As for the trees, the city still recommends a lot of nonnative species like Norway Maple, which require a lot more water than we get here. There are NO native trees in these parts except hawthorne. A little higher up you get Ponderosa pine. Period.
on Jul 8th, 2009 at 10:15 am
About windbreaks, it is true that many ranches have them; however, many ranches also have surface water rights for both irrigation and stock water, thus giving them copious amounts of water at very low cost that can be diverted for their trees and shrubs.
Back in 1978, I knew one old timer who sold what was left of his family ranch (3200 acres) and moved onto a 20-acre piece across the road.

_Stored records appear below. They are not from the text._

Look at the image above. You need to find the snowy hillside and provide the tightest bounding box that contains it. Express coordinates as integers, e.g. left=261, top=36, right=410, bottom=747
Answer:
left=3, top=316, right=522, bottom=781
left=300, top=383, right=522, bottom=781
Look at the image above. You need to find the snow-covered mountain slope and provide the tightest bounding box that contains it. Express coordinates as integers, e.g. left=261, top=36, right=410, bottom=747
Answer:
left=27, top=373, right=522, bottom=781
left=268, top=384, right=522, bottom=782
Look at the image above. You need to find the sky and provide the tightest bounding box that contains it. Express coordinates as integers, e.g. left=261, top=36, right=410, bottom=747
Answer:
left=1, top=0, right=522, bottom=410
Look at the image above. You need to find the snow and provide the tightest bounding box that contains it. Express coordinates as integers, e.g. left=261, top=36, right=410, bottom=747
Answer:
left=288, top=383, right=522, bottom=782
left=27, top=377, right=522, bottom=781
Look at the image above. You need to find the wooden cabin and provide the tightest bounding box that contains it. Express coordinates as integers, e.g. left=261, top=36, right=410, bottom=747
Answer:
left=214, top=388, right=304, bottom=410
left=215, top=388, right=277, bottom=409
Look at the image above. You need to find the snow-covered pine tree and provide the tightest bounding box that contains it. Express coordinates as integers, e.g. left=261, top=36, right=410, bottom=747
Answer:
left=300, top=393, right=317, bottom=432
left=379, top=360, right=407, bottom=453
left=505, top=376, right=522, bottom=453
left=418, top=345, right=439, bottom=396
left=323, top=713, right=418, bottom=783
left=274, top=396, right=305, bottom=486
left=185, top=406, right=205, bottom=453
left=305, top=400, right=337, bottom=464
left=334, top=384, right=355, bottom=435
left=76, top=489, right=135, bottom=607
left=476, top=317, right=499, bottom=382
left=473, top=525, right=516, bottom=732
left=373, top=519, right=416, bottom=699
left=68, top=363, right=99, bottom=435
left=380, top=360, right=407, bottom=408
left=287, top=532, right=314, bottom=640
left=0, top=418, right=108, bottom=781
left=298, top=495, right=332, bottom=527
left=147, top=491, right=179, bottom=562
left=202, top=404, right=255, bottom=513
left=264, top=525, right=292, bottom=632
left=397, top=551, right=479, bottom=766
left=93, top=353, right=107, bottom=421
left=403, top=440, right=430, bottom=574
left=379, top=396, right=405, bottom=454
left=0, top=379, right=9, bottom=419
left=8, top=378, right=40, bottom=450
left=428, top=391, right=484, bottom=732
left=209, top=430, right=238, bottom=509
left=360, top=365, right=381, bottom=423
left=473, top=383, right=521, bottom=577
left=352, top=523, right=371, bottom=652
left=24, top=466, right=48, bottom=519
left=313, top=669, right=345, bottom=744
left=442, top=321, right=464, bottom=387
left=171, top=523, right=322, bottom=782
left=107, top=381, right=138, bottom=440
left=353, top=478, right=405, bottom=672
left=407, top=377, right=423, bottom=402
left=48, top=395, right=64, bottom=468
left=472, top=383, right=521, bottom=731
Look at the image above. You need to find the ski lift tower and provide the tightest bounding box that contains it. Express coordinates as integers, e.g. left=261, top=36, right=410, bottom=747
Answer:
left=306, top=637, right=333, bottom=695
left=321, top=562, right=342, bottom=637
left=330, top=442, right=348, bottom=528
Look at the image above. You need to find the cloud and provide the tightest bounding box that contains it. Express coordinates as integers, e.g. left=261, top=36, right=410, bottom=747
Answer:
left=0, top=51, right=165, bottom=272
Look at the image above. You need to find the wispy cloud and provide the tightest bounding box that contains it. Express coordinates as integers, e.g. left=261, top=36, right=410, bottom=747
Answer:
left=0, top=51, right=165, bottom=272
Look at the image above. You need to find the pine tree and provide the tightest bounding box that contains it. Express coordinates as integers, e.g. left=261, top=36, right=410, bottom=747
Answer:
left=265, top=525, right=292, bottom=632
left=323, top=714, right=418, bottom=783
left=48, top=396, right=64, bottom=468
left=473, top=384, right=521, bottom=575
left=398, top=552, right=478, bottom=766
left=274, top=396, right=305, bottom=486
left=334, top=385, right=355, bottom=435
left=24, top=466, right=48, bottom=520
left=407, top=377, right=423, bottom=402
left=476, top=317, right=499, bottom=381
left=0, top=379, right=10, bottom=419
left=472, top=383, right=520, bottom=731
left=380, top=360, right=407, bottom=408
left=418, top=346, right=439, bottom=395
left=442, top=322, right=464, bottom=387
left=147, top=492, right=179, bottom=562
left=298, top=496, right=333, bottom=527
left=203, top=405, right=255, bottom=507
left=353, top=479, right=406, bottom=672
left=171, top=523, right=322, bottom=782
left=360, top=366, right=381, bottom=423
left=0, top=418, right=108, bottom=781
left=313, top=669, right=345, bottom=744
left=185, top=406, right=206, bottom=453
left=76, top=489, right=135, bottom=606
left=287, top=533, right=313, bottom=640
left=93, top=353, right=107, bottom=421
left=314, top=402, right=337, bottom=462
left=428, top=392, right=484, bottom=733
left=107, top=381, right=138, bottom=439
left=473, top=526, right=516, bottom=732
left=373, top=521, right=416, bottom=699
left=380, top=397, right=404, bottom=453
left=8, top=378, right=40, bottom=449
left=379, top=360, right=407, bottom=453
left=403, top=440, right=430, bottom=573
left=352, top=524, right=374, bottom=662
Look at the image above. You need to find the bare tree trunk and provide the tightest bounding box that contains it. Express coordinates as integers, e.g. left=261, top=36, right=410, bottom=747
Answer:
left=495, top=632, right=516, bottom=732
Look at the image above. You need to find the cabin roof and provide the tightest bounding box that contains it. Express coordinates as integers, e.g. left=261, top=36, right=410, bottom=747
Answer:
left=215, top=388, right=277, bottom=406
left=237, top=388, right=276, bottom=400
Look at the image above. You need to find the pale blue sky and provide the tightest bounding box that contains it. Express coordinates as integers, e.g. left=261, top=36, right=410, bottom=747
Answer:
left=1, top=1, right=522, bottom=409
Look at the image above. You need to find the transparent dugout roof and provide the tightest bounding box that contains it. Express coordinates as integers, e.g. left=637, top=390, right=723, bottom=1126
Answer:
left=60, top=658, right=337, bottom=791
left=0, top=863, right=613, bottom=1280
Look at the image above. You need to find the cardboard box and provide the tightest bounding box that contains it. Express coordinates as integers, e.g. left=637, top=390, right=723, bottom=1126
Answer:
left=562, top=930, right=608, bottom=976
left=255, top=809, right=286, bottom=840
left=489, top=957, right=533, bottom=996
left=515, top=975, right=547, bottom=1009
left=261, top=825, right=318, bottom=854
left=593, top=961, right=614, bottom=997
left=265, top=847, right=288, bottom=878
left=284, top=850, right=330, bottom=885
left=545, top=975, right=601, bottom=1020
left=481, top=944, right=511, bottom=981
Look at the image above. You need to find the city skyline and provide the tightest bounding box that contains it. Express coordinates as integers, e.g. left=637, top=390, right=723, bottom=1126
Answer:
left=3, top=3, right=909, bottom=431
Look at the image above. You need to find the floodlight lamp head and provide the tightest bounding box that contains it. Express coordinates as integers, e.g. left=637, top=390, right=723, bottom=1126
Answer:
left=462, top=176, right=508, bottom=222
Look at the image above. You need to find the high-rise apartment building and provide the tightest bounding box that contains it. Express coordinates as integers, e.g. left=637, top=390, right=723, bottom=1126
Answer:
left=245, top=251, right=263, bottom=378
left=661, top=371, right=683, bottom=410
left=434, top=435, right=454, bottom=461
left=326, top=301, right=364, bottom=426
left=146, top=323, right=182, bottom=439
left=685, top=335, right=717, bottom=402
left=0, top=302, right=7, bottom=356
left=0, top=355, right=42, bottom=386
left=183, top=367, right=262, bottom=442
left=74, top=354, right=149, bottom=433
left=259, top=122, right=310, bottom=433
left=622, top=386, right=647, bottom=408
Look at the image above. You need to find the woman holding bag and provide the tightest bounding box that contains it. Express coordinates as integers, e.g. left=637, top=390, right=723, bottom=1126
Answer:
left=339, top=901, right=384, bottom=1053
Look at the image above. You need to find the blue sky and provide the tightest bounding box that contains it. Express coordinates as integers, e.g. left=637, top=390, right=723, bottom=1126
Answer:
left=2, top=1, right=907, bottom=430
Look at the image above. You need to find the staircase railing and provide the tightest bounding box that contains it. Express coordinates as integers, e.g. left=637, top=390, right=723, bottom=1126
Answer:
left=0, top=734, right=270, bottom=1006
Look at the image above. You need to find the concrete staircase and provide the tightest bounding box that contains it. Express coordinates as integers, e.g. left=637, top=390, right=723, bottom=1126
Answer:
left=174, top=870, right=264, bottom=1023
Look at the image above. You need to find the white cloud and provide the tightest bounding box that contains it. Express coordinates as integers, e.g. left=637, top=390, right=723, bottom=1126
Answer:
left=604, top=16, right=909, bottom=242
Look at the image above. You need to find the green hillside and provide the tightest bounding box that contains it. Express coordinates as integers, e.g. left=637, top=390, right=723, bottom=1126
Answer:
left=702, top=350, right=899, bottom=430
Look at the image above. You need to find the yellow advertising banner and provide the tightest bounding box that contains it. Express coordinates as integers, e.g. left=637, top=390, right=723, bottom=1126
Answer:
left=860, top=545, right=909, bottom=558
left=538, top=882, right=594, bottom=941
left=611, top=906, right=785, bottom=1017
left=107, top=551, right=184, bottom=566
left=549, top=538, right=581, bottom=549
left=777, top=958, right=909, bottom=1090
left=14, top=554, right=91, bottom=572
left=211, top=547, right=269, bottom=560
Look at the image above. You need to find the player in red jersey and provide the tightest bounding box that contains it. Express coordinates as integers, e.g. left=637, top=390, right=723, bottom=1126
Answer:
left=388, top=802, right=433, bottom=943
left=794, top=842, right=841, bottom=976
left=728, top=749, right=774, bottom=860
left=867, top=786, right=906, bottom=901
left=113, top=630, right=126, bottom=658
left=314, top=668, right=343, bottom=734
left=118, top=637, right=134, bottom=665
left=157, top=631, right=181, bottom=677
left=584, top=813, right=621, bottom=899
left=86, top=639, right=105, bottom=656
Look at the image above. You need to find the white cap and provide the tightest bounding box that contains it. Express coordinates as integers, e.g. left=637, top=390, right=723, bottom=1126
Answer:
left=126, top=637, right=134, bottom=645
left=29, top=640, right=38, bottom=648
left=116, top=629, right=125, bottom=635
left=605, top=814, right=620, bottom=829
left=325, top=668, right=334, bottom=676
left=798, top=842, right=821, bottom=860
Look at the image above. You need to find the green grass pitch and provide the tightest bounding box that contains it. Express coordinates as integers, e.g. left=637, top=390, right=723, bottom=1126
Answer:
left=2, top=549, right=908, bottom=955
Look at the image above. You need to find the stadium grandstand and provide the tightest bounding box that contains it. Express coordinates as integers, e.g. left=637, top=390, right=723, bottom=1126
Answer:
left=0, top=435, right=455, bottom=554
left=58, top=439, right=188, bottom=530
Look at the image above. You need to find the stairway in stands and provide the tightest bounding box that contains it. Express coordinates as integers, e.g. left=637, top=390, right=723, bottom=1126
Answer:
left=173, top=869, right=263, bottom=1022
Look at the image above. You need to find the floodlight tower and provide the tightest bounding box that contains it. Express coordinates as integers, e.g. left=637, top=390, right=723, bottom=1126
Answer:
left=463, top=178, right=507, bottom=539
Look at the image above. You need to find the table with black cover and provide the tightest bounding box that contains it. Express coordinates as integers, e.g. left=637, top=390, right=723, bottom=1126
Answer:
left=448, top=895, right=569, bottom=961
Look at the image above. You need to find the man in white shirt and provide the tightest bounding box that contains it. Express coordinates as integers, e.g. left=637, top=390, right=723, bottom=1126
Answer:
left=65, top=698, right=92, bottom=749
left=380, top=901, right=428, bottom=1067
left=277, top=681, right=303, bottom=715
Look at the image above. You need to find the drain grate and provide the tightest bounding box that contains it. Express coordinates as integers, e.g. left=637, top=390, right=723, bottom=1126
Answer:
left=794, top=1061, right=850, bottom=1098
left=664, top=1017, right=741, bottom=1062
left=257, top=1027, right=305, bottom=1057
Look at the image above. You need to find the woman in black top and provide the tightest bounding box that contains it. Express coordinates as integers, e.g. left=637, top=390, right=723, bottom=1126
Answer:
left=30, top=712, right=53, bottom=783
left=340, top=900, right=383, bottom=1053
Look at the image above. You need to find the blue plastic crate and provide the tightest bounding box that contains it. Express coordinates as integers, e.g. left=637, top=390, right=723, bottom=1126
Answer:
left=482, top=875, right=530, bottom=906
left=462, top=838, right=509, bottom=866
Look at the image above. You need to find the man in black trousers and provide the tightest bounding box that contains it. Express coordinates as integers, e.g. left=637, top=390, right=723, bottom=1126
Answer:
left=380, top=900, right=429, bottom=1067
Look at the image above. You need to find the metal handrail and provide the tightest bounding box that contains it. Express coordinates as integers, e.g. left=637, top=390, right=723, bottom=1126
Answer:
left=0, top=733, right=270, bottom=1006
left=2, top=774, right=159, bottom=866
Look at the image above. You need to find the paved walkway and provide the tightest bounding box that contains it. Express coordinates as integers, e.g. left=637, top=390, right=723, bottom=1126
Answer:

The first thing he did was plant some conifers around his new place. Then he spent the rest of his retirement standing in his yard with a garden hose in his hand. He must have pumped a million gallons of water from his well. There is no telling what it cost him. I will say, though, that all the trees survived and are at least 30 feet tall today. Of course, he never lived to see that.
Many of the ranches here in Southwestern Montana have Cottonwood trees scattered around, usually lining the banks of irrigation ditches and creeks. I was told that most of them were originally planted during the last depression by the CCC, and that the trees have a normal lifetime of 50 to 75 years. So a lot of them are dying and falling over these days. The only good thing about them is that they seem to repopulate themselves rather easily. I have several of them on my property down by the creek. They must have blown in from elsewhere. I have watched them grow from nothing into 20-foot tall trees.
Other than the Cottonwoods and a lot of Willow brush down by the creek, nothing other than grass and sage grows here. We have about 4 to 6 inches of topsoil, about 10 inches of rain per year, and a persistent wind. My guess is, those conditions have existed since the last Ice Age, contra Al Gore, so I am not going to fight it.
on Jul 8th, 2009 at 1:26 pm
Oh, Max, just because your horticultural endeavors have been disasters doesn’t mean you need to be bitter at the rest of us for wanting to spruce up our places.
It’s not like a box of sticks (or rocks) plopped onto the prairie is exactly natural anyway. What’s the harm in going a little further?
(tongue in cheek, just having some fun)
on Jul 9th, 2009 at 12:00 am
Oh, Doug, I must confess that I am a closet Christian environmentalist driven by an all-consuming vision of a pristine landscape completely devoid of any alterations made by man.
Besides the evil box you live in, every shrub or tree you plant—indeed, every blade of grass in your unholy lawn—is a stain on the perfection of God’s work and an insult to the majesty of the natural world He created.